Total nilai investasi dari sektor ini mencapai Rp4,2 triliun pada 2023. Di tahun yang sama, ekspor industri furnitur tercatat sebesar US$1,85 miliar, turun 25% dari 2022 yang senilai US$2,47 miliar. Dari sisi impor, tren furnitur mengalami kenaikan dalam beberapa tahun terakhir yakni US$0,72 miliar pada 2023 dan US$0,70 miliar pada 2022.
Pasca Pandemi
Kementerian Perindustrian (Kemenperin) sendiri menyebutkan, peralihan masa pandemi covid-19 ke kondisi pascapandemi membawa perubahan pada kinerja ekspor kayu olahan dan furnitur Indonesia. Krisna Septiningrum mengatakanl terjadi penurunan kinerja ekspor dari tahun ke tahun yang terjadi pada komoditas kayu olahan dan furnitur.
"Jadi memang ada shifting yang cukup signifikan. Ini sebetulnya ada perubahan karena pada masa pandemi COVID, orang-orang senang mengulik-ngulik rumahnya, ini terkait dengan kayu, furnitur," ujar Krisna.

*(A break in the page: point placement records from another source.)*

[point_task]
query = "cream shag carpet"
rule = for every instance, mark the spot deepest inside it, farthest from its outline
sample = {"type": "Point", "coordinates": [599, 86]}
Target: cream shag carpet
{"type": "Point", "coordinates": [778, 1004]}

Berdasarkan data Kemenperin, ekspor industri kayu olahan tercatat sebesar US$3,99 miliar pada 2023. Angka ini menurun 14% dari tahun 2022 yang senilai US$4,66 miliar, pada 2021 US$4,93 miliar dan di 2020 tercatat mencapai US$3,79 miliar.

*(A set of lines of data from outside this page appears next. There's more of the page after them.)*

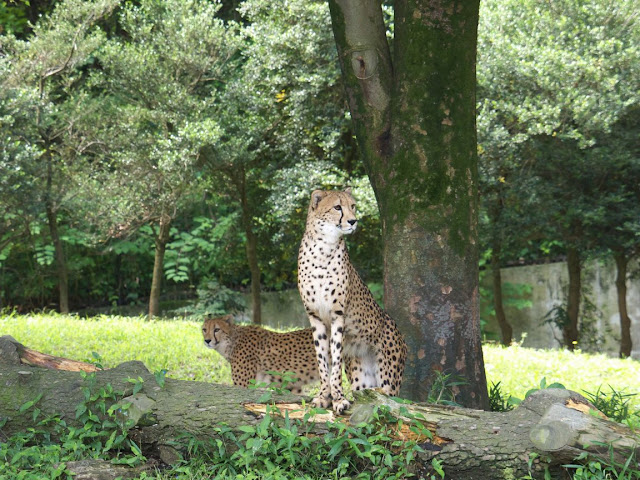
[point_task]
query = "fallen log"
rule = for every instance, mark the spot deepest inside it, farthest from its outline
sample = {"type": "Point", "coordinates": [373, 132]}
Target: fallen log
{"type": "Point", "coordinates": [557, 425]}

Kondisi pandemi covid-19, menciptakan fenomena baru yakni mengganti meja, kursi dan perabot rumah tangga lainnya. Hal ini menjadikan kinerja ekspor kayu olahan dan furnitur Indonesia naik signifikan pada 2021.
"Memang di sini terlihat shifting yang cukup signifikan. Tapi kalau melihat yang 2022-2023, itu sebetulnya sudah mulai kembali lagi seperti data di 2018 sampai 2020," kata Krisna.
Dia menyampaikan negara tujuan ekspor terbesar kayu olahan Indonesia adalah China, Kanada, Jerman dan Amerika Serikat. Sedangkan untuk furnitur, negara tujuannya adalah China, Vietnam, Jerman dan Italia.
Lebih lanjut, dia menyebutkan Indonesia memiliki peluang yang cukup besar untuk meningkatkan nilai ekspor di bidang kayu olahan dan furnitur. Menurut dia, saat ini pertumbuhan sektor properti di pasar non-tradisional seperti India dan Timur Tengah membuka peluang untuk ekspor furnitur.
Selain itu, Indonesia juga bisa mengisi pasar kayu olahan dan furnitur dengan bahan ramah lingkungan.
"Sekarang trennya adalah permintaan produk yang ramah lingkungan dan kita juga melihat dari sisi investasi juga saat ini semakin tumbuh," tandasnya.